What Have We Done?

What have we done?, video 4m 34s

What have we done? takes up Robert Smithson’s rebuke of minimalism and is calling for artists to explore wet and dry rather than hot and cool art.  The work is a response to our environmental crisis and the collapse of modernity. 

The video, What have we done?  reflects on our environmental crisis and the collapse of modernity. In a letter narrated to Smithson, I reflect on the damage done to the world through our endless cornucopian attempts to dominate nature. The letter speaks of my being a lost child on the surface of a baron-folded landscape littered with plastic endlessly following a dialectic path. A path Smithson described as the only means by which the work might avoid the ‘metaphysical junk yard’ and for Hegel, the philosopher exposes the intrinsic flaws inherent in abstract ideas. 
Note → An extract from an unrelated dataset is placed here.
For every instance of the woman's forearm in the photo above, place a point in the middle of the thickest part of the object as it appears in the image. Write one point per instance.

However, in the letter to Smithson, another path emerges in which the dialectic method is merely an illusion. Instead, the two sides of the dialectic are inseparably connected through never-ending folds. A reflection that rejects the rationalist path in favour of what might be called the monist path. A path, which emerged during the baroque period, in which points of view are multiple. 

 Suddenly the landscape re-emerges, transformed into a pair of wings, on which a creature rides. Drifting over an endless dry salt landscape, formed of never-ending hexagons.

 Floating into the infinitely distant horizon the creature reappears in a primordial liquid world,  where land no longer exists just the quantum fluctuations from which all once arose and to which all will someday return.

On the one hand, What have we done? charts an environmental passage from dry to wet, but on the other traces a passage through the sediments of my mind, in which the fluid, naive artist emerges from the dry child-like scientist.